Brighton — Snowboarding, Parks and pipes
Brighton was the first mountain in Utah to allow snowboarding, and thus bred some of the best riders in the sport. Brighton should be on every rider’s list to check out at some point. Seeing and riding the resort that helped spawn some of the roots of snowboarding is essential in everyone’s snowboarding career. The terrain at this mountain has undoubtedly helped push the sport to where it is today and it still produces some of the best riders.
On the far north side of the resort lays the Millicent (a.k.a. Milly) and Evergreen lifts. Here, the layout resembles one big natural terrain park. It’s easy to link up a cliff band, chute, gully, open bowl and a natural kicker all in the same run. As the Milly lift approaches the top it climbs over “Killer,” which is a 20- to 45-foot drop off a shear cliff. It has won more battles than it has lost.
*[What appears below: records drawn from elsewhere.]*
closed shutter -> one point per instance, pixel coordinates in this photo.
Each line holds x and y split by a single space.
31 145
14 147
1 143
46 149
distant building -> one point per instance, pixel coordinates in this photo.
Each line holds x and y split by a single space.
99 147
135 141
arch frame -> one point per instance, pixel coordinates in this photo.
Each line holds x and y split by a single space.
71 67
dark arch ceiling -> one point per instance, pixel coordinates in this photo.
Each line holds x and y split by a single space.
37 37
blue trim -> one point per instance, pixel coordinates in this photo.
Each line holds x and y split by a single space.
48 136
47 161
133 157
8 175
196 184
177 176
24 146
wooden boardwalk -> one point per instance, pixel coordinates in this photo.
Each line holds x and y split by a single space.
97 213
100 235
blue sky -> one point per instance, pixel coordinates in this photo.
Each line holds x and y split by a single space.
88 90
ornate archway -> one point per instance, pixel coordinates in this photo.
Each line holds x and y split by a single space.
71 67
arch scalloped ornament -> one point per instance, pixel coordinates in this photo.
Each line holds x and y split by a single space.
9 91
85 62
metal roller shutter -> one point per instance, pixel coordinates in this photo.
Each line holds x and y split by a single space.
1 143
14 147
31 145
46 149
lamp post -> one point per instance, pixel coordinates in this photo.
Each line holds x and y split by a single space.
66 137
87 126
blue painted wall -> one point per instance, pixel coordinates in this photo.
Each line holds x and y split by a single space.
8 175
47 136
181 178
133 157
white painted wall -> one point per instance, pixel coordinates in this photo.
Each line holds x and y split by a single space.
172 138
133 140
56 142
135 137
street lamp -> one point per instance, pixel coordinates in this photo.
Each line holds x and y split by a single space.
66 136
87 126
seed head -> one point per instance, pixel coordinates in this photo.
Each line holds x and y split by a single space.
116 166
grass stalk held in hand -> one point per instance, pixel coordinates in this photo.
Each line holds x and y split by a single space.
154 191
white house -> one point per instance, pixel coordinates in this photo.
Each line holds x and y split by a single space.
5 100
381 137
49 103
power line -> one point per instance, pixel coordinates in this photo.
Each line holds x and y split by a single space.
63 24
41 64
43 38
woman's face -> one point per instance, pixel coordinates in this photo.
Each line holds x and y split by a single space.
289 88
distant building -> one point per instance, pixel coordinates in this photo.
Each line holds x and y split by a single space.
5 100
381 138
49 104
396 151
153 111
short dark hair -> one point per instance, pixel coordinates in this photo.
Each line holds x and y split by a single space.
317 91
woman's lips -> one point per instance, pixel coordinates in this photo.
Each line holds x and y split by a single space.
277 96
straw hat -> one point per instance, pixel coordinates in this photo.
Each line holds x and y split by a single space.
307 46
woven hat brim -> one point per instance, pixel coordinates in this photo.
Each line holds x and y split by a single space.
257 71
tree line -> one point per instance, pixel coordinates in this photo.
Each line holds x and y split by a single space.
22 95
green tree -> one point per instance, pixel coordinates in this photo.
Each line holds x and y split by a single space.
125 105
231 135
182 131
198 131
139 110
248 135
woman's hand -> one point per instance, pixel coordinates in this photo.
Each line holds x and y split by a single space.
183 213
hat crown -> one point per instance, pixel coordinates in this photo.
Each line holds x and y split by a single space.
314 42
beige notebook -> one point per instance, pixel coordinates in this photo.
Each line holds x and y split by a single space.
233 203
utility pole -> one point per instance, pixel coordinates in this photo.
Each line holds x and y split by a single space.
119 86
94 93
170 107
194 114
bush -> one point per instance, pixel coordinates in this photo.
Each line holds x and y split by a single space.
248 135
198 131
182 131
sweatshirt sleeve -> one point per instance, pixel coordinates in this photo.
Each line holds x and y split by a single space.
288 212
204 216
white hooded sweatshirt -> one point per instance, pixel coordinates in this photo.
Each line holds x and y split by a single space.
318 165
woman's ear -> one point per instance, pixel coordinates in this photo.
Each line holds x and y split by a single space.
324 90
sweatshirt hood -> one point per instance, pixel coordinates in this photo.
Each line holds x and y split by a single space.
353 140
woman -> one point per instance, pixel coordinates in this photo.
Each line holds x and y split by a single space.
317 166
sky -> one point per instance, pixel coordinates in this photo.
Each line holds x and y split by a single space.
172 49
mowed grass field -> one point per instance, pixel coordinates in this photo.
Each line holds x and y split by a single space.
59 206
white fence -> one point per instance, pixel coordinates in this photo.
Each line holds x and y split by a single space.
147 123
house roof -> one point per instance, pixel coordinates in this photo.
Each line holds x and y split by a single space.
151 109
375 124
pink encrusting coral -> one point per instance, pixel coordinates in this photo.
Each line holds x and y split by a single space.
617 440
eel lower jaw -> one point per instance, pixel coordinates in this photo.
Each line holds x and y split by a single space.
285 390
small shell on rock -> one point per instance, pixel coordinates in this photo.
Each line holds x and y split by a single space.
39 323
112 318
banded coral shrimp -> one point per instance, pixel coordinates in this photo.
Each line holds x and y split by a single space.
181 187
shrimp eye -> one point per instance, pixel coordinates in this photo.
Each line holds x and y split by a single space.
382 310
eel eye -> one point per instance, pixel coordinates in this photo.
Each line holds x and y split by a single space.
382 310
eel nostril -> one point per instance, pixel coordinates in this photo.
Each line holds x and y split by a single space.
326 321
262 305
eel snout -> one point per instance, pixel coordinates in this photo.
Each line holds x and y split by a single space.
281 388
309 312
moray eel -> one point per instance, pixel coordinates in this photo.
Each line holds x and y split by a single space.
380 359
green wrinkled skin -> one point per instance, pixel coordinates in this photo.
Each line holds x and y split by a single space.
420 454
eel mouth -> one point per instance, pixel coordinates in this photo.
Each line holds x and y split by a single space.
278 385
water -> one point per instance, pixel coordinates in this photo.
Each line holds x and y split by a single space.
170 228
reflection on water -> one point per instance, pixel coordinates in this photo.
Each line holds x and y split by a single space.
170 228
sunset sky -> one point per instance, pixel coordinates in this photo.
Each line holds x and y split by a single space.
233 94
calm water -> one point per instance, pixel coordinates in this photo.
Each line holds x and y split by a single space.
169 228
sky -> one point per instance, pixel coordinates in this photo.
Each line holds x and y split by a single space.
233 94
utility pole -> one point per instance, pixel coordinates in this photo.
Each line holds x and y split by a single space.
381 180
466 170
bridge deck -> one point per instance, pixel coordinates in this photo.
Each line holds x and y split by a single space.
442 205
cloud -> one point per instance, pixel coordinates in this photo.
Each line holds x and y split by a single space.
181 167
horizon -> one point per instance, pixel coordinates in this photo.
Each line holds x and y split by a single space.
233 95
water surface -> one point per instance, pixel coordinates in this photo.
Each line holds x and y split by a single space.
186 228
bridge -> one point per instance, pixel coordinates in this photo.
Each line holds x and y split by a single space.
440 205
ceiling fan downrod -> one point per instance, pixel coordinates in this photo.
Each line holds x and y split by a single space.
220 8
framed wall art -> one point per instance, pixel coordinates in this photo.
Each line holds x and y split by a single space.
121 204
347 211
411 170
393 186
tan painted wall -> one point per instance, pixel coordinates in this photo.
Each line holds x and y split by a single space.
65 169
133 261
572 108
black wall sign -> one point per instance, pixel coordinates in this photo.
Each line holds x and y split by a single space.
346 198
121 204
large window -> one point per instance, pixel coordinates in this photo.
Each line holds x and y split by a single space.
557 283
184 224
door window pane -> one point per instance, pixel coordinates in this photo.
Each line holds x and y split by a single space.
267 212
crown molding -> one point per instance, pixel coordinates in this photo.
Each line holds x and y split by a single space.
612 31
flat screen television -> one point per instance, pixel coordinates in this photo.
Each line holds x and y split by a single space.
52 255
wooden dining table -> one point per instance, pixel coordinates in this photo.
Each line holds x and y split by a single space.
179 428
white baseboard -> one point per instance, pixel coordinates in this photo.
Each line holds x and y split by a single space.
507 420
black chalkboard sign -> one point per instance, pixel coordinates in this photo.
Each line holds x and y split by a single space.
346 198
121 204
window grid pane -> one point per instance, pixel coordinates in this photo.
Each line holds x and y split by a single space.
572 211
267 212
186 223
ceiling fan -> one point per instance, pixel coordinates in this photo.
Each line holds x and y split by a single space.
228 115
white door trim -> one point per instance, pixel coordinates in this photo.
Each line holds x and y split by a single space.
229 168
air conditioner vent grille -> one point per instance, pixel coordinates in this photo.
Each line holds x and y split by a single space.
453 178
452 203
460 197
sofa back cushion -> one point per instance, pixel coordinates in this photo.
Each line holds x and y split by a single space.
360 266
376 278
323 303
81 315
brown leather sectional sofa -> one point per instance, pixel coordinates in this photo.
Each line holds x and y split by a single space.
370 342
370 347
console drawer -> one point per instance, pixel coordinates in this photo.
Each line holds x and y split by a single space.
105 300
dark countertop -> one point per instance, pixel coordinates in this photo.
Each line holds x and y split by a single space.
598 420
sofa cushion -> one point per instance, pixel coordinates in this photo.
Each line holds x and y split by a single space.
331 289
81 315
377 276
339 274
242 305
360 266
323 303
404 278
Hike up to Mount Millicent (10,452 feet) and drop into the Elevator chute—a steep, tight, gnarly chute that empties into a giant bowl filled with Utah Powder. Another option is to traverse to rider’s right and hit the out-of-bounds gate to the Mary Chutes. Most likely this is the area you see in magazine photos identified as “Brighton backcountry.” Riders can find 10- to 70-foot drops but it’s easy to get lost or cliffed out. Don’t go here if you aren’t prepared for the backcountry and you might think about taking a local guide with you.
Riding south, the next lift is the Crest Express. This is the main lift used to access the parks and pipe. Along with man-made features, there are a lot of steep, short shots through the trees and some open groomers. Watch out for the flat spots because it’s easy to get stuck on deep powder days. Hugging the rider’s left boundary line via Wren’s Hollow leads to the “Rock Garden” (huge drops out of bounds).
Staying rider’s right goes to the My-Oh-My terrain park. There are about five runs total, all of which funnel down to the Snake Creek Express. This high-speed quad accesses mellow, but perfect, tree runs and wide-open intermediate groomers. The Sunshine trail is great for carving turns or cruising. Staying right off this trail traverses toward Thor and Thunderhead, which are open, ungroomed areas with some moguls and small rock drops.
On the far east end of the resort is the Great Western Lift (a.k.a. GW). This is the place to hit after a big snowfall. The most challenging terrain is reached from this lift. There are more double-black diamond runs here than one cares to count. Trees are scattered through the bowls. Riding out the Great Western Trail, the run traverses over unlimited lines down some of the steepest terrain this mountain has to offer. For a mellower route go out the Elk Park Ridge. Off this ridge it’s possible to charge down perfectly spaced aspens or rip down Aspen Glow or Golden Needle—both wide-open groomers.
When it comes to learning to ride, Brighton seems to be the place the locals choose. The Brighton School has been teaching people to ride for more than 19 years. The school is a “Burton Learn to Ride Center,” offering specially designed snowboards and bindings geared to make learning easier. The beginner lifts, Explorer and Majestic, are home to wide, open and gentle slopes where novices link their first turns. While riding up the Majestic lift, prepare to get psyched from the bird’s-eye view of the superpipe and Majestic Terrain Park.
Parks and pipes
Brighton’s parks and pipe have been going off for more than a decade.Years before most resorts even allowed snowboarding, Brighton was building and grooming tabletops and pipes for its riders.
Off the Majestic lift lives “Big Bertha,” a 30- to 50-foot tabletop. On a typical sunny day many locals will be spinning 7s and rodeos while flying 50 feet through the air. After Bertha there usually is another tabletop that leads to the superpipe. The superpipe is about 500 feet long with walls up to 14 feet. As it runs due north, the sun hits it evenly through out the day and it doesn’t warp the walls.
Another option after Bertha is to go rider’s right toward a rail and box section.This area was designed and built by Jarred Winkler, the pipe and park creator. Winkler is responsible for making all the rails, boxes and walls at Brighton as well as for a lot of the other resorts in the West. The park is constantly evolving so, depending on the mood of the crew, the set up is always changing. There are usually 15 to 20 features on this run which can all get pretty gnarly.
Getting off the Crest Express, head toward the My-Oh-My park. Here there are three tabletops in a row, all with three different-sized lips. These lips range from a foot or two of air, to 15 to 25 feet. The My-Oh-My section drains out to “Candy Land.” This spot houses 10 to 15 rails and boxes and is the area to fine tune technical jibbing skills.
Off the backside of the Majestic lift is the learner park where beginners can experience hitting jumps or rails for the first time. Easy, low-consequence boxes and rails are set up here and tiny tabletops are available to learn technique and style.